Understanding the Training Phases
The process consists of two distinct training phases that refine the model’s capabilities:
- Mixed Training: This phase involves a dataset that includes both English-Chinese and English-Vietnamese sentences. The model learns fundamental translations across these languages.
- Pure Training: In this phase, the model focuses exclusively on English-Vietnamese sentences. This specialized training allows the model to excel at translating specifically between these two languages.
Getting Started with Installation
Before diving into the model fine-tuning, you need to install essential packages. Use the following command:
!pip install transformers transformers[sentencepiece]
Implementing the Model
Now that you have the necessary packages, let’s walk through the code needed to download and set up your model:
from transformers import AutoModelForSeq2SeqLM, AutoTokenizer
# Download the pretrained model for English-Vietnamese available on the hub
model = AutoModelForSeq2SeqLM.from_pretrained("CLAcken-vi")
tokenizer = AutoTokenizer.from_pretrained("CLAcken-vi")
# Download a tokenizer that can tokenize English
tokenizer_en = AutoTokenizer.from_pretrained("Helsinki-NLPopus-mt-en-zh")
# Add special tokens for the target language
tokenizer_en.add_tokens([2, "zh", 2, "vi"], special_tokens=True)
# Input sentence for translation
sentence = "The cat is on the table"
input_sentence = f"2vi {sentence}"
# Generate the translation
translated = model.generate(**tokenizer_en(input_sentence, return_tensors="pt", padding=True))
output_sentence = [tokenizer.decode(t, skip_special_tokens=True) for t in translated]

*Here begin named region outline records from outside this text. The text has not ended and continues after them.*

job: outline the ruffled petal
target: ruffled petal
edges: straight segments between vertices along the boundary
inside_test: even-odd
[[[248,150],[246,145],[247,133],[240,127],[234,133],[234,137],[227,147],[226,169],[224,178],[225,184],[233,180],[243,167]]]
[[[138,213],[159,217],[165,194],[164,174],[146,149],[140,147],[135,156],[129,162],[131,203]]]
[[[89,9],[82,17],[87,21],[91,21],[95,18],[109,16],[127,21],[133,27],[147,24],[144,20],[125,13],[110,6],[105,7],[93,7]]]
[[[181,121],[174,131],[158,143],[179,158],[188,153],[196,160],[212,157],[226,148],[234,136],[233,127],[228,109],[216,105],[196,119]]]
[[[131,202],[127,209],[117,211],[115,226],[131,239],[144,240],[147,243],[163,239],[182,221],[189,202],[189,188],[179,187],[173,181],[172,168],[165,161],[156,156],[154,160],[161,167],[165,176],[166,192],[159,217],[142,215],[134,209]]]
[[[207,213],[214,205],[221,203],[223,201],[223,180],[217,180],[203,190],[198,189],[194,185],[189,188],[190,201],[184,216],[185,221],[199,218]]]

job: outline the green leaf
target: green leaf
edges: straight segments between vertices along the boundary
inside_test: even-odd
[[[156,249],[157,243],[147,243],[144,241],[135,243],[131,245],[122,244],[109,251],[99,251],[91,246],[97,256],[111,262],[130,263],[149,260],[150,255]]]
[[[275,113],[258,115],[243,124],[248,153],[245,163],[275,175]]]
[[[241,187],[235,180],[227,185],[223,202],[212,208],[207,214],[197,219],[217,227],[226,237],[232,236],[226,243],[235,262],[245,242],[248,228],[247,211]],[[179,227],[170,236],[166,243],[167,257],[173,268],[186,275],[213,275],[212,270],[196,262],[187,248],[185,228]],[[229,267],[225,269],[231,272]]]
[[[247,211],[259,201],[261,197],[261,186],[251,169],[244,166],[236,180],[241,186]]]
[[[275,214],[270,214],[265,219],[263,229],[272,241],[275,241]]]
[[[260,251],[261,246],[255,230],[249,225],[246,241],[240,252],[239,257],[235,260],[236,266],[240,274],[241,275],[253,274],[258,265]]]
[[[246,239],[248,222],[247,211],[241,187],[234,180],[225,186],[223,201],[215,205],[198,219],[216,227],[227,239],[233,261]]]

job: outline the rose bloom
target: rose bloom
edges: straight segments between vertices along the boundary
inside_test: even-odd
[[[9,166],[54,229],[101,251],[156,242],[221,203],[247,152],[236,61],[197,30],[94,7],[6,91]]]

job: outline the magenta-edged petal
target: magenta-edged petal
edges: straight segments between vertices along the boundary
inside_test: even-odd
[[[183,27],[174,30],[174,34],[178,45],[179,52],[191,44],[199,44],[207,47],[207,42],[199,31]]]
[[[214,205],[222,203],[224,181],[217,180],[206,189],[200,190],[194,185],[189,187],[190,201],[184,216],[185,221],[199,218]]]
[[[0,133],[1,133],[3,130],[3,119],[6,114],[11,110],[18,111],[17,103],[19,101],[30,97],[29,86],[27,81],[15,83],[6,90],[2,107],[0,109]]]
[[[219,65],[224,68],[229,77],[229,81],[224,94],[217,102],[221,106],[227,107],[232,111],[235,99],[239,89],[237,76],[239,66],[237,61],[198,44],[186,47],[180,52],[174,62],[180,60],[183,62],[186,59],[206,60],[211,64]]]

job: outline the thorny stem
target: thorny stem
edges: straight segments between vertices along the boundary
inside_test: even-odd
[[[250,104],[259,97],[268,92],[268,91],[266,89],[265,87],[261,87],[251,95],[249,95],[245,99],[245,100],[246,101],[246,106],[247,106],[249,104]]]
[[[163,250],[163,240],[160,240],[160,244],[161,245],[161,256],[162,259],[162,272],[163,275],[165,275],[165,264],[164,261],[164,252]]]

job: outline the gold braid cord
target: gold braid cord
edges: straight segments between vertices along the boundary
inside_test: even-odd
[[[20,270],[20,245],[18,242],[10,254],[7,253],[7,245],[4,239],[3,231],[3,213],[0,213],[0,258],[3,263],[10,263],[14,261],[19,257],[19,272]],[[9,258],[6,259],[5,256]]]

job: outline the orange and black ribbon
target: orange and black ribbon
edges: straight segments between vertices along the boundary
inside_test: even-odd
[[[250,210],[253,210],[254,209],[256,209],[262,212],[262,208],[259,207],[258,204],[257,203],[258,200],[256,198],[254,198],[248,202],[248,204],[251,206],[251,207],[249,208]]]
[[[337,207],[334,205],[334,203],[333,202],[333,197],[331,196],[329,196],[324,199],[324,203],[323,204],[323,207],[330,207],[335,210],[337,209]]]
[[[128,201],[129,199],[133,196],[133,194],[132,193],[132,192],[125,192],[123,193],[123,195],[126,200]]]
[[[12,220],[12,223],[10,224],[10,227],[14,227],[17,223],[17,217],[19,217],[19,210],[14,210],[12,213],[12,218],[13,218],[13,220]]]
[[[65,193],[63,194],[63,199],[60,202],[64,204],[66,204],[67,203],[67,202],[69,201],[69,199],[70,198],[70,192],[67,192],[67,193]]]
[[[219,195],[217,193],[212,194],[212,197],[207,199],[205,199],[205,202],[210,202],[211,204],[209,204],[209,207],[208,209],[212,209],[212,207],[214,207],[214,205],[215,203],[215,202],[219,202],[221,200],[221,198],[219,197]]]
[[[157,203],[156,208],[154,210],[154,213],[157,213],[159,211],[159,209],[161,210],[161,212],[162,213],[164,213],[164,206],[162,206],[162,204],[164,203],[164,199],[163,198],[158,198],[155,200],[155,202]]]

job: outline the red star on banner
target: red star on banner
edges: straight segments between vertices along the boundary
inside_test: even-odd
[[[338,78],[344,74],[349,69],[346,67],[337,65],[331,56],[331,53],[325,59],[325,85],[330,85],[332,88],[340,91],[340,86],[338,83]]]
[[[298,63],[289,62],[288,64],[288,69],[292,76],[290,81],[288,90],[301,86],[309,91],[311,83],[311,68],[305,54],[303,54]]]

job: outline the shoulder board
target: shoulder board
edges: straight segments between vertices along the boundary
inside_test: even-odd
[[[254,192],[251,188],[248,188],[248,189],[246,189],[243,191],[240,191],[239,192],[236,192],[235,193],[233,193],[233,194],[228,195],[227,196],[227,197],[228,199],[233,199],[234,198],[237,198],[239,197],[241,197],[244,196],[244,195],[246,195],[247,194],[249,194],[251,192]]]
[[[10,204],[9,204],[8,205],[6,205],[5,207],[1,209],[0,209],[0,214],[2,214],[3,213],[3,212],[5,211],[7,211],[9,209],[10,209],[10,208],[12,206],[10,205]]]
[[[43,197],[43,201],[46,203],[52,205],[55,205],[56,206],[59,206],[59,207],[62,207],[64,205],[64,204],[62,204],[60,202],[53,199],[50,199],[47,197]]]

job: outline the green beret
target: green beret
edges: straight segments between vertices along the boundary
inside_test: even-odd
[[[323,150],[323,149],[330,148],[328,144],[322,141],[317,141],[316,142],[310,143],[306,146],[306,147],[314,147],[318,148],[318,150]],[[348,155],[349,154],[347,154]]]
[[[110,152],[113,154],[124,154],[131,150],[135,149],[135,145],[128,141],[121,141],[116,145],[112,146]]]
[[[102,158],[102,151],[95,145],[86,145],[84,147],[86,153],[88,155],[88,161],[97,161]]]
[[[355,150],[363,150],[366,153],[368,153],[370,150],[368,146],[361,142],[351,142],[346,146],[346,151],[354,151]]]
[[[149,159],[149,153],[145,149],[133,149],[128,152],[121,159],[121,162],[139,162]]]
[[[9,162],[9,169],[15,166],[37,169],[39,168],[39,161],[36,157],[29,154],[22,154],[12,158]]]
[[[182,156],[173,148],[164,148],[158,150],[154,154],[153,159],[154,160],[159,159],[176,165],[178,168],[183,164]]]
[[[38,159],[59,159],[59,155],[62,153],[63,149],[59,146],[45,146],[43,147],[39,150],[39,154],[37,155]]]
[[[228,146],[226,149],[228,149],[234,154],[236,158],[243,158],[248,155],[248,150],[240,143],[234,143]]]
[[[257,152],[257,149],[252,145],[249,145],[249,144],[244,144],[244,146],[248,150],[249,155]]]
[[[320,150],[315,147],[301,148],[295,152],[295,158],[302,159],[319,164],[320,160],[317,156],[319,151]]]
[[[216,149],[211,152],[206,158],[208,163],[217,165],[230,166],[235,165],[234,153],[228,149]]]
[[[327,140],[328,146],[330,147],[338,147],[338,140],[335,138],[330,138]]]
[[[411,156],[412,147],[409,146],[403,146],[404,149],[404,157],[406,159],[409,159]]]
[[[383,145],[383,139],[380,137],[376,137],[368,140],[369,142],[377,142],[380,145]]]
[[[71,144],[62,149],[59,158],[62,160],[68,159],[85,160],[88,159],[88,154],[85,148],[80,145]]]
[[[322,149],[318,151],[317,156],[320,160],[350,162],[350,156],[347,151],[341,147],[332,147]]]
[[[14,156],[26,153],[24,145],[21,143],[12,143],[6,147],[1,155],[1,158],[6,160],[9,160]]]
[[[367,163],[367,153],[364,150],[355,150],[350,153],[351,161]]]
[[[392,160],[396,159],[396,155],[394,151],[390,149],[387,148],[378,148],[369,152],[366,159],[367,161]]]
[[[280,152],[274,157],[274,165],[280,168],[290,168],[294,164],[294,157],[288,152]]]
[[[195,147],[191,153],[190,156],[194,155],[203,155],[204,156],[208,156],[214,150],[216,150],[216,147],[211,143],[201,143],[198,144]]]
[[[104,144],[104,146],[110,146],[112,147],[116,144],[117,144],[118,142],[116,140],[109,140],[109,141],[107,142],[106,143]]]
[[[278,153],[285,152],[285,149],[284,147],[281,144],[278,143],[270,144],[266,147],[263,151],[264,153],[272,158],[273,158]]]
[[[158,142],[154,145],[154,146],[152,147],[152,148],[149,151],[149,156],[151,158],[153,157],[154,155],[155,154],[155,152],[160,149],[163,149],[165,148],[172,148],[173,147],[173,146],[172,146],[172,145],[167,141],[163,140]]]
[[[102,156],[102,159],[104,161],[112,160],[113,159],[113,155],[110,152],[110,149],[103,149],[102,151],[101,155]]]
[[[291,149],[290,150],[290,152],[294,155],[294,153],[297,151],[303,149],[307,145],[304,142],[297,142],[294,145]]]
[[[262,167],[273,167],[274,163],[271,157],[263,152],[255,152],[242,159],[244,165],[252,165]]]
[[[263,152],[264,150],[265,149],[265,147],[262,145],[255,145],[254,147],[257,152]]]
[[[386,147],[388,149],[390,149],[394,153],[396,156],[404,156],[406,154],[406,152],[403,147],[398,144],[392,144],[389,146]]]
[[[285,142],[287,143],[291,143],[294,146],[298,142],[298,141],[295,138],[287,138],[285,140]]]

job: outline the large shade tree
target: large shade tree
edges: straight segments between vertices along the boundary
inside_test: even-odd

Analogy for Code Explanation
Imagine you’re a chef who’s learning to cook a new dish. In the first phase, you practice using various ingredients (mixed training). You might use chicken and tofu side by side to understand their differences and combinations (English-Chinese and English-Vietnamese). After you master the basics, you focus solely on perfecting your chicken dish (pure training), ensuring you understand how to bring out the best flavors in every preparation.
Reviewing Training Results
After training, you’ll want to evaluate the performance of your model. We use the BLEU score as a metric for translation quality:
# Training results overview
# Mixed Phase Epoch BLEU Scores
# 1.0 26.2407
# 2.0 32.6016
# 3.0 35.4060
# 4.0 36.6737
# 5.0 37.3774
# Pure Phase Epoch BLEU Scores
# 1.0 37.3169
# 2.0 37.4407
# 3.0 37.6696
# 4.0 37.8765
# 5.0 38.0105
Troubleshooting and Tips
If you encounter any issues during the implementation process, here are some common troubleshooting tips:
- Installation Issues: Ensure that you are using a compatible version of Python and have the transformers library correctly installed.

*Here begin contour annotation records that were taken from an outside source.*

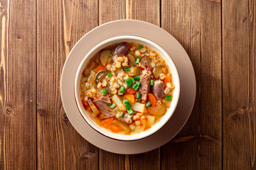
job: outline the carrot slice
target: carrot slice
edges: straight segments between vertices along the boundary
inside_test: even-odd
[[[105,120],[103,120],[102,121],[102,123],[105,125],[110,125],[114,121],[114,118],[107,118]]]
[[[102,70],[105,70],[105,67],[104,66],[102,66],[102,65],[99,65],[98,67],[97,67],[97,68],[95,69],[95,72],[98,72],[100,71],[102,71]]]
[[[104,119],[104,117],[105,117],[105,115],[102,114],[102,113],[99,113],[99,114],[97,115],[97,118],[99,120],[103,120],[103,119]]]
[[[146,130],[147,130],[148,129],[150,129],[150,128],[151,128],[151,126],[145,127],[145,128],[143,130],[143,131],[146,131]]]
[[[119,131],[120,131],[121,128],[117,126],[117,125],[111,125],[110,127],[110,130],[112,131],[113,132],[118,132]]]
[[[151,103],[152,106],[154,107],[156,103],[156,99],[155,96],[154,96],[154,94],[150,94],[150,93],[148,94],[148,96],[149,96],[149,100],[150,103]]]
[[[126,98],[127,98],[130,102],[132,102],[132,103],[134,103],[135,102],[135,98],[134,98],[134,95],[133,94],[125,94],[124,96],[124,97],[125,97]]]
[[[164,76],[164,85],[166,86],[166,84],[171,82],[170,77],[166,76]]]
[[[129,89],[127,91],[128,94],[135,94],[136,90],[134,90],[133,88],[131,88],[131,89]]]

- Model Not Found: Double-check the model name you are using in the code. The specified model name must match exactly with what’s available in the model hub.

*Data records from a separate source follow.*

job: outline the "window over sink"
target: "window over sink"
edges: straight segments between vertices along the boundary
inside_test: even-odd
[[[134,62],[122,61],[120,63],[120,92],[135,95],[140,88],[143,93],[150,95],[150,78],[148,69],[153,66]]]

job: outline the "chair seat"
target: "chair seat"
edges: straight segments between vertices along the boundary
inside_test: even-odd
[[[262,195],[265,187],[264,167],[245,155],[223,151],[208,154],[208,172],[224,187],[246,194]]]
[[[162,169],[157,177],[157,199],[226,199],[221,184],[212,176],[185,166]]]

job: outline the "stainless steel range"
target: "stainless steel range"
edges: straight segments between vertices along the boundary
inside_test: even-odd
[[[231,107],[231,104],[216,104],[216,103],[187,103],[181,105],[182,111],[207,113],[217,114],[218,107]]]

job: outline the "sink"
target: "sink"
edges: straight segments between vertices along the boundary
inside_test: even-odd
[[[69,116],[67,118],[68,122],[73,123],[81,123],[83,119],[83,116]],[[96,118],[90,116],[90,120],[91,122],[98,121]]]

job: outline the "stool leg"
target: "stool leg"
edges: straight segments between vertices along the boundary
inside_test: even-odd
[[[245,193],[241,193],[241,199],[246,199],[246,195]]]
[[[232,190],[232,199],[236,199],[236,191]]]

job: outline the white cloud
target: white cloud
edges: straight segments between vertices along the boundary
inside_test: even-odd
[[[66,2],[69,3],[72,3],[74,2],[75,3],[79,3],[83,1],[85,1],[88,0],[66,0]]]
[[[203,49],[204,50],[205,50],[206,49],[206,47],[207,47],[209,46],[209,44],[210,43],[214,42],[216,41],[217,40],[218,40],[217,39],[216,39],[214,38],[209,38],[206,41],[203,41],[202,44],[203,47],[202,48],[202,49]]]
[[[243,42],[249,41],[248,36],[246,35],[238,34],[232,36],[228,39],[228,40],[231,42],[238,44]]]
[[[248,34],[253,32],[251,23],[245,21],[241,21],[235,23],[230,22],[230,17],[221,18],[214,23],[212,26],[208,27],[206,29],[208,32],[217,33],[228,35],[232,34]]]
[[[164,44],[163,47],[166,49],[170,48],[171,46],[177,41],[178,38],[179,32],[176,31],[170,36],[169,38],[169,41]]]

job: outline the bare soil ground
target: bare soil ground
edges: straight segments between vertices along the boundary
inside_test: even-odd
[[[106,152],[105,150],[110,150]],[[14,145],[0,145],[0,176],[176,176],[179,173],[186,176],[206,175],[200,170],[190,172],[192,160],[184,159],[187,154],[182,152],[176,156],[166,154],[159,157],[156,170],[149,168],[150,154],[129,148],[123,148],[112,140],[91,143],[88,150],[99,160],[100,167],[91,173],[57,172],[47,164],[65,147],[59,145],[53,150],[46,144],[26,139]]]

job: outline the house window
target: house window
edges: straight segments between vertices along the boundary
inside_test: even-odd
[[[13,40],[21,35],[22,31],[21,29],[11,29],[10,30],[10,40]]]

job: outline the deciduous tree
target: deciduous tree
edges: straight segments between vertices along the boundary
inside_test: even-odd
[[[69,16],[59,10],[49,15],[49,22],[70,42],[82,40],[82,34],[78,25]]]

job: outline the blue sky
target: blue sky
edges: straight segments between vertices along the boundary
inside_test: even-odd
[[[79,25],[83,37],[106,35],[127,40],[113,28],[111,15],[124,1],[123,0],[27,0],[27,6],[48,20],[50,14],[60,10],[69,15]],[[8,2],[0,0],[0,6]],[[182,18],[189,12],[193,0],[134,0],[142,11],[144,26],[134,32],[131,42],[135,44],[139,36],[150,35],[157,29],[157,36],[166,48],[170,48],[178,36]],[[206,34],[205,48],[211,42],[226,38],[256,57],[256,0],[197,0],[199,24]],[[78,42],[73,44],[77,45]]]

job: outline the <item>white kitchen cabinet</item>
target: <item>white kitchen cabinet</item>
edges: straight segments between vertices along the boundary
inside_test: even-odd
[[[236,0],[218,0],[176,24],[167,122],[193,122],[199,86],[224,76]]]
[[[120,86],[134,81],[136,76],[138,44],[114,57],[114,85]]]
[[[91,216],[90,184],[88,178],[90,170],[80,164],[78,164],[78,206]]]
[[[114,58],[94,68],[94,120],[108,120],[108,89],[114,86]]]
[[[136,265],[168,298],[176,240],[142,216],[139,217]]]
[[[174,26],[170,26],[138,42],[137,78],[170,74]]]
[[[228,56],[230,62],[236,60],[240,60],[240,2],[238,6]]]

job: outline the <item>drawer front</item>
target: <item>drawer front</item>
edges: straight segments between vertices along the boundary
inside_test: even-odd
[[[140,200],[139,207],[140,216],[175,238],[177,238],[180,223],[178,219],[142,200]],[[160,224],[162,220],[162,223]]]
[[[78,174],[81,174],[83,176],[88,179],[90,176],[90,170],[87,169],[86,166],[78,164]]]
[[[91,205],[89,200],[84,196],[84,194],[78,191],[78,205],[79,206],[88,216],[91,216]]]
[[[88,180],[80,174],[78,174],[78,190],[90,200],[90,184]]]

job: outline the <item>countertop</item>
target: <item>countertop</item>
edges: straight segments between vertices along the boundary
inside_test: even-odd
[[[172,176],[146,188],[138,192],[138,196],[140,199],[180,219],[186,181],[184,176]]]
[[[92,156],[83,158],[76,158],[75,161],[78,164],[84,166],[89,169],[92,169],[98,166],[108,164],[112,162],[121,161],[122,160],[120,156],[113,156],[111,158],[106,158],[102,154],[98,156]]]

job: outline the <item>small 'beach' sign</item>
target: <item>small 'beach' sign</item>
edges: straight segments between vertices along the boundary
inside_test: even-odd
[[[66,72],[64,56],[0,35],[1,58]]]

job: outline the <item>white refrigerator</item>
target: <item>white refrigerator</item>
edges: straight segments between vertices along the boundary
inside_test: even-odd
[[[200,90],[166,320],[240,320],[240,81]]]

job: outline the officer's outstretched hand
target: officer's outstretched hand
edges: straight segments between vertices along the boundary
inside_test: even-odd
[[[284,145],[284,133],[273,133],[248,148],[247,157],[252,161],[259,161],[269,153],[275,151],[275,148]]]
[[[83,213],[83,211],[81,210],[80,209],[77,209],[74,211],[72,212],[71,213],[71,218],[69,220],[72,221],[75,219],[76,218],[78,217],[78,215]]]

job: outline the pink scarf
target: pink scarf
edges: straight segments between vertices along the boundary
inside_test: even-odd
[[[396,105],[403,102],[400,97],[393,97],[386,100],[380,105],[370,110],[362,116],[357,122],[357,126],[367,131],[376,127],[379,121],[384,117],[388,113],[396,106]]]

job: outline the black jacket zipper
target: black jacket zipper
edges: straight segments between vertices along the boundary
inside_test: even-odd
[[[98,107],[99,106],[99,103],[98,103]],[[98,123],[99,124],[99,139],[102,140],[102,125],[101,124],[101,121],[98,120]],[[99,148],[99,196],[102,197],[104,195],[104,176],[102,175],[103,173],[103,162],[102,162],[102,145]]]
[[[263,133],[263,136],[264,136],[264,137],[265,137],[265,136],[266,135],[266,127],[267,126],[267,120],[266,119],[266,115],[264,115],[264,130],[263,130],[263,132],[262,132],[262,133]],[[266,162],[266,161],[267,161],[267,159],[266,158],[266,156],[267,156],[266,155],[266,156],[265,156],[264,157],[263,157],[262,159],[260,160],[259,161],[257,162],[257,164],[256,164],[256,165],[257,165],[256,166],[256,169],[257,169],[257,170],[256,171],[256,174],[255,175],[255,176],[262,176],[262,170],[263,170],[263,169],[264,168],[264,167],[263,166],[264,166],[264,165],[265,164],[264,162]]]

- Tokenization Errors: If you experience errors related to tokenization, verify that you are using the correct tokenizer for both English and Vietnamese.
- BLEU Score Expectations: If your BLEU scores seem low, consider experimenting with additional epochs or revisiting your dataset for quality.
For more insights, updates, or to collaborate on AI development projects, stay connected with fxis.ai.
Conclusion
By following these steps, you can effectively fine-tune a MarianMT model to enhance its translation capabilities from English to Vietnamese, ensuring a smoother communication pathway across cultures.
At fxis.ai, we believe that such advancements are crucial for the future of AI, as they enable more comprehensive and effective solutions. Our team is continually exploring new methodologies to push the envelope in artificial intelligence, ensuring that our clients benefit from the latest technological innovations.